Excerpt
For no reason I could see, the bus stopped. I peered through the steamed-up, rain-smeared window at a rocky, gloomy, treeless glen. Its sparse grass and heather couldn't tempt so much as a black-faced sheep. Beside a nearby bog a rusty Scottish Tourist Board sign of crossed broadswords marked the Battle of Glen Whatever, way back in Seventeen Forget-It. Ahead, around a bend in the road, was a bridge. The burn was in spate but well below road level.
'What's the problem?' someone called.
'Water-horse,' said the driver.
'A kelpie?' cried an American passenger. 'Wow, can we get out? Like, to film it?'
'No,' said the driver.
There was a clunk as the door locked, followed by a mutter of disappointment and a surge to my side of the bus. Phones were pressed to all the windows, including one quite rudely over my shoulder. I shrugged the overbearing arm aside and wiped the inside of the window with my sleeve, tilting my face and phone to a view of where the burn gushed from a gully half-way up the hillside.
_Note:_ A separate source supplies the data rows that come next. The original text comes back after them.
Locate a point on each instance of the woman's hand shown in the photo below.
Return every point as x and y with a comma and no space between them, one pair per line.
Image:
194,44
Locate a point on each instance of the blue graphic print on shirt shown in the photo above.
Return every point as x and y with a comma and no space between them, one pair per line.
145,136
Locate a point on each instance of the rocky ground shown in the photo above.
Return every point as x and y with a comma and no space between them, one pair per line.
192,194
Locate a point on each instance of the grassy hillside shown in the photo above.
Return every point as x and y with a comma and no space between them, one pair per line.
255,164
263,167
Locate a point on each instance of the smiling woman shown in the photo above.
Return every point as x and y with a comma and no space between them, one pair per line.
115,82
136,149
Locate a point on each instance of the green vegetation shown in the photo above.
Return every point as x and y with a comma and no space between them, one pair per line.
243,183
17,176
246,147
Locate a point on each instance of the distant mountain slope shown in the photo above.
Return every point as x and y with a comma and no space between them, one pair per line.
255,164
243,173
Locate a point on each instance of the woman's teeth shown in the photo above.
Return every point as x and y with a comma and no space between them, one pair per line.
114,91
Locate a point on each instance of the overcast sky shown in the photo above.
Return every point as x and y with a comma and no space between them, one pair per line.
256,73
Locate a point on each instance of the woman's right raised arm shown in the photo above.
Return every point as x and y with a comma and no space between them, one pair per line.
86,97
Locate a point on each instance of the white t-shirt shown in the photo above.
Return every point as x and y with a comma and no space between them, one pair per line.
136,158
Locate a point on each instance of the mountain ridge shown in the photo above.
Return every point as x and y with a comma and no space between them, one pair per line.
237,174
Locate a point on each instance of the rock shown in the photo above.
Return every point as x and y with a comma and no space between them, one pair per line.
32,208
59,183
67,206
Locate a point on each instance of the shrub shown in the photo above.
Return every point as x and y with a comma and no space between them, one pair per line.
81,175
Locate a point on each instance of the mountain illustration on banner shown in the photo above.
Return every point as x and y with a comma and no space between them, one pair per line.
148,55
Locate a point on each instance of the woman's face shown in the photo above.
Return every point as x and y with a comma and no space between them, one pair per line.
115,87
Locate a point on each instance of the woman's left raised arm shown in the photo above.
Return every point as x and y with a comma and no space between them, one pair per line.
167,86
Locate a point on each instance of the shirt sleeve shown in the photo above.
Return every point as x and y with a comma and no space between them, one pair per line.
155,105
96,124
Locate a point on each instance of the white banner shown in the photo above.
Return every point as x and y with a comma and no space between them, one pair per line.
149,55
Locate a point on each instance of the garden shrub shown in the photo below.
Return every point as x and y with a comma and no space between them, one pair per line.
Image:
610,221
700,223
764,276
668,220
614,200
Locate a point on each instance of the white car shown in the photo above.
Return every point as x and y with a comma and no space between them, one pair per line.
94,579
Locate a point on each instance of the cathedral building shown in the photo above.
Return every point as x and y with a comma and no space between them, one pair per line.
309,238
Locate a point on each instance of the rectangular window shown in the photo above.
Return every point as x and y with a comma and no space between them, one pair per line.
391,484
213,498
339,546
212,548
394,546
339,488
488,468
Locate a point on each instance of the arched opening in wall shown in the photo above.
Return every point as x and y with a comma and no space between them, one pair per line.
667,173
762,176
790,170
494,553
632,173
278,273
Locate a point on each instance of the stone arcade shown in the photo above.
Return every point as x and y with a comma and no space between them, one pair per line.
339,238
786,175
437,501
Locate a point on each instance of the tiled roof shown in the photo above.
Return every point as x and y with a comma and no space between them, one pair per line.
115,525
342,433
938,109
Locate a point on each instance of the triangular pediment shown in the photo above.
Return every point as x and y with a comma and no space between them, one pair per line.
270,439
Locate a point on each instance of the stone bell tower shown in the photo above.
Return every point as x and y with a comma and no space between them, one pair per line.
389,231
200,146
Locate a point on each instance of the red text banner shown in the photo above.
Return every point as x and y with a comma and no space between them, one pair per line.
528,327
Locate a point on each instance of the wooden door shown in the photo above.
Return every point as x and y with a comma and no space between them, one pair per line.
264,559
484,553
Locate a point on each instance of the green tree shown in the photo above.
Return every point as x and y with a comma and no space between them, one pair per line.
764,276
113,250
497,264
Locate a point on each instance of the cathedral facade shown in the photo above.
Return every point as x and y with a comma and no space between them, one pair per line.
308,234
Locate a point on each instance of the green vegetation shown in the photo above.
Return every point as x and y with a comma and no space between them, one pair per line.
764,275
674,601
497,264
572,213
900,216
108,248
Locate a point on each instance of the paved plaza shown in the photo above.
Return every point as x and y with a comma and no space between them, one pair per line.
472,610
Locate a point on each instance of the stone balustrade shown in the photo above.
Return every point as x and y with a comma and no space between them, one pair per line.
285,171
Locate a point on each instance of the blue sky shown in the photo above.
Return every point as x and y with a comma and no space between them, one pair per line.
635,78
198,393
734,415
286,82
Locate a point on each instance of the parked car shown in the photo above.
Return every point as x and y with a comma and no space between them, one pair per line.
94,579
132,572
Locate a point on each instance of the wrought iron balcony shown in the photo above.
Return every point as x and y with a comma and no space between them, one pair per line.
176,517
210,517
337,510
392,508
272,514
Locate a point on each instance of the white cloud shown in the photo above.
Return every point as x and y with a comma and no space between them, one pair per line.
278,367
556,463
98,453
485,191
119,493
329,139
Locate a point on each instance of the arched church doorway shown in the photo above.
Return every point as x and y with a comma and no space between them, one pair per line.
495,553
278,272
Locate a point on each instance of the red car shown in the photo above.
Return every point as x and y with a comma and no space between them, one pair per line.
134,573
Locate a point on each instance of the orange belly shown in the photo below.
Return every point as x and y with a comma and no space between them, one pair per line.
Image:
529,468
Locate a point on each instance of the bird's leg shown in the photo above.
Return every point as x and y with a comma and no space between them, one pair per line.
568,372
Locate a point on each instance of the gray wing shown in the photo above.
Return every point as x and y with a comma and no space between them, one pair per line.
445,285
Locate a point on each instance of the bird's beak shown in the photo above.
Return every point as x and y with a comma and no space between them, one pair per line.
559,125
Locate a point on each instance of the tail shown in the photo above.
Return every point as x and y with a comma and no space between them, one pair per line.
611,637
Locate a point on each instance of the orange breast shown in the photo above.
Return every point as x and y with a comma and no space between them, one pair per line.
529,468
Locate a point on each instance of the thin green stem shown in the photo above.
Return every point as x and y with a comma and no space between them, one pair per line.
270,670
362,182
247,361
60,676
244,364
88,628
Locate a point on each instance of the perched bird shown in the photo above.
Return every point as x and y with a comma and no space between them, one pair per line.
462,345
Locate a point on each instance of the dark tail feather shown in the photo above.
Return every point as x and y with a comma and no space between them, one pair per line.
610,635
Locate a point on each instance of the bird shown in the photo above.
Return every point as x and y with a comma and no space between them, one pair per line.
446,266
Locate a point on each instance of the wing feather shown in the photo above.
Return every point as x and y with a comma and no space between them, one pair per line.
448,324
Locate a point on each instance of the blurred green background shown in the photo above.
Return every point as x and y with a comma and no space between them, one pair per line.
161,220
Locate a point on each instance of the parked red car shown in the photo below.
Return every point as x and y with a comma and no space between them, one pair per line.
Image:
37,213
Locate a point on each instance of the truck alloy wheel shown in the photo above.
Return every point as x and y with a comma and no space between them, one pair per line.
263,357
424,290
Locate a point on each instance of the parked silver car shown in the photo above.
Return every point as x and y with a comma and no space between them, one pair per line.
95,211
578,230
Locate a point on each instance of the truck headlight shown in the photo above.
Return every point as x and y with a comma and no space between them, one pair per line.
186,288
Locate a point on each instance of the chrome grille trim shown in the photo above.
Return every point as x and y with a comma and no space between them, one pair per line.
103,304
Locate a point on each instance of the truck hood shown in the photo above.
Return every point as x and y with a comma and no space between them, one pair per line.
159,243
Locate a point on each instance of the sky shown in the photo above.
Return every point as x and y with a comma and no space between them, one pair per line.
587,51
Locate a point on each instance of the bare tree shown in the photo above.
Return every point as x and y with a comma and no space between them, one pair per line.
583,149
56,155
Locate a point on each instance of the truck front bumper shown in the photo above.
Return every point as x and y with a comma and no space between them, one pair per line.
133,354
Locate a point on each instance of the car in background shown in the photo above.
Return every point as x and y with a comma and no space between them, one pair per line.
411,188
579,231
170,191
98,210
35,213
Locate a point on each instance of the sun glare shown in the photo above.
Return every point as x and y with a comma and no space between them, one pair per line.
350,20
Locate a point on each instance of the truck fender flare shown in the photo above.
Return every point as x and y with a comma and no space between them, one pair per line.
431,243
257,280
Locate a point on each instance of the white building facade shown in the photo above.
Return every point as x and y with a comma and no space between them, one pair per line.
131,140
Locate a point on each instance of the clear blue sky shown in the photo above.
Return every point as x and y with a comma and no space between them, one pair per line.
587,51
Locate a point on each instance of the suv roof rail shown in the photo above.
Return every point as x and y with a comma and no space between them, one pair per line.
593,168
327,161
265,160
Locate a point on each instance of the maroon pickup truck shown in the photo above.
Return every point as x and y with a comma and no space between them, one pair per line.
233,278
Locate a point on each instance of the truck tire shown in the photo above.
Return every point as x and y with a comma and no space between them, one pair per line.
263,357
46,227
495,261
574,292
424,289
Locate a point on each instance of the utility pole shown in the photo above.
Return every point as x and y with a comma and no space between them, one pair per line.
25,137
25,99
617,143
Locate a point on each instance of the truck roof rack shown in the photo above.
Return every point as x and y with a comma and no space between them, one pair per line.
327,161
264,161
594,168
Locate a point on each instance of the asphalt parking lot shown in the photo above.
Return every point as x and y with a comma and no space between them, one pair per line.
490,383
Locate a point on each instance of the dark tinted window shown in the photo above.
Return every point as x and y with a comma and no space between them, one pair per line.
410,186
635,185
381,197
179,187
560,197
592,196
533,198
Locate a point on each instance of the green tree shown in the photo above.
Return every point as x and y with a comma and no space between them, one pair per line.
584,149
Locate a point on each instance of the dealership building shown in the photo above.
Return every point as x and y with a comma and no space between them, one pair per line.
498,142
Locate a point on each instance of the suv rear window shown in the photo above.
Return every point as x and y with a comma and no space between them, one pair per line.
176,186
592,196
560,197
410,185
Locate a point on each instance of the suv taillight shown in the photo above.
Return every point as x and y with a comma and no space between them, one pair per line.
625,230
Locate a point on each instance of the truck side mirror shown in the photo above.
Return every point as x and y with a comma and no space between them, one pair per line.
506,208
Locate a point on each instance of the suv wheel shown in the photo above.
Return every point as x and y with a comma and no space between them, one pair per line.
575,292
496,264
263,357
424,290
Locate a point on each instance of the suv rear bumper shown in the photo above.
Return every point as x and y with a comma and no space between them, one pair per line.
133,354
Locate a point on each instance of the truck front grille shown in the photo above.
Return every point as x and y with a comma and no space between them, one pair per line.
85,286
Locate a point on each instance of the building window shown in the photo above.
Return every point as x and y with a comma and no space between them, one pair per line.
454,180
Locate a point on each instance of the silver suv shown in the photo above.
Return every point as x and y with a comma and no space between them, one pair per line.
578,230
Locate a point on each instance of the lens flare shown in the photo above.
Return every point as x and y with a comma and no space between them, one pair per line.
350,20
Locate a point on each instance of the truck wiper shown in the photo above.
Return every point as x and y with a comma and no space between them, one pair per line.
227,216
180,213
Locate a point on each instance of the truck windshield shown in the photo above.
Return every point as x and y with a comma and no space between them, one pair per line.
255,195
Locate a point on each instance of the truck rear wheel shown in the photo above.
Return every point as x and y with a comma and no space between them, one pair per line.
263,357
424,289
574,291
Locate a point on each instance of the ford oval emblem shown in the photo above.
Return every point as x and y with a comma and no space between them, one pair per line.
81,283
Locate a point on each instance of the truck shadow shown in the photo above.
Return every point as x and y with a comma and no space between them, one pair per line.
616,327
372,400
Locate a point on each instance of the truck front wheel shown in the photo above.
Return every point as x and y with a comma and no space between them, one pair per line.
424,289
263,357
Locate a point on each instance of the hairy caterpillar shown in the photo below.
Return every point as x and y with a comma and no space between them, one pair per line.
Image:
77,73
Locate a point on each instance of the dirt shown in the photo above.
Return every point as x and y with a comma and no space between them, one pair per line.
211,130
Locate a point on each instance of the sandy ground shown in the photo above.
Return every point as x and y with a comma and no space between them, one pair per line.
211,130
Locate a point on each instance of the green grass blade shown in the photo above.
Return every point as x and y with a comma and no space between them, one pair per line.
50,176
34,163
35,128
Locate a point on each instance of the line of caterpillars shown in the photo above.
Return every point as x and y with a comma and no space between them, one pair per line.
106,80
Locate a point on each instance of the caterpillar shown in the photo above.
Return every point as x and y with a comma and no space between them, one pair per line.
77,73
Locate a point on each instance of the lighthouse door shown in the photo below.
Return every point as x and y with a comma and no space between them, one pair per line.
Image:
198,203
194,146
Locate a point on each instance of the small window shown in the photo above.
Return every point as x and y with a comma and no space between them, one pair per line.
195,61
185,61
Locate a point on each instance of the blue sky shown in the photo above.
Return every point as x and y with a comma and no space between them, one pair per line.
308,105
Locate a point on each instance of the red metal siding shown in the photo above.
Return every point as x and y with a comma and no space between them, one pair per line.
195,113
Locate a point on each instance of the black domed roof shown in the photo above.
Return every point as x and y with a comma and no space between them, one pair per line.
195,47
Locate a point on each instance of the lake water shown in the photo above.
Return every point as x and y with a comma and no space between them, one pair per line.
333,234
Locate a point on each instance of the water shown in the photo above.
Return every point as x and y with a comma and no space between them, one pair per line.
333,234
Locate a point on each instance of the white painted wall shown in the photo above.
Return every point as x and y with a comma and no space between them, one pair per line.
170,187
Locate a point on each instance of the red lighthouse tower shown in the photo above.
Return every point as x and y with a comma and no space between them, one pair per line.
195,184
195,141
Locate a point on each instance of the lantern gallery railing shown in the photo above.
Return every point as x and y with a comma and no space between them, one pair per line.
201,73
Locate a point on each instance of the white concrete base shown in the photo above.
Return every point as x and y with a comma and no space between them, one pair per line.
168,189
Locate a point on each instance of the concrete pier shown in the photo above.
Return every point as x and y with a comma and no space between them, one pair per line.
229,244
At first it seemed nothing but one of the many small waterfalls and rapids on that eroded slope. Suddenly the water rose, brown and white, shouldering above the cleft in which it ran. The long roan head formed first, a black-eyed gleam, the white spume of the mane, and then the forelegs trampled air as the kelpie reared. Everyone – all the visitors, anyway – gasped, to a staccato of shutter-sounds. The kelpie waited, gathering water and strength. Then down it plunged, its speed and balance impossible, its gait a perfect gallop, tail and mane flying out behind it, boulders and bushes flung from its path. It over-leapt and flooded across the bridge, dislodging one or two stones from the parapet.
The water drained from the road. After a minute the driver got out and heaved the stones to the side. Passengers edged back to their seats. The engine started up. As we crossed the bridge we gazed down the watercourse, but the kelpie was long out of sight and by now probably prancing in the sea.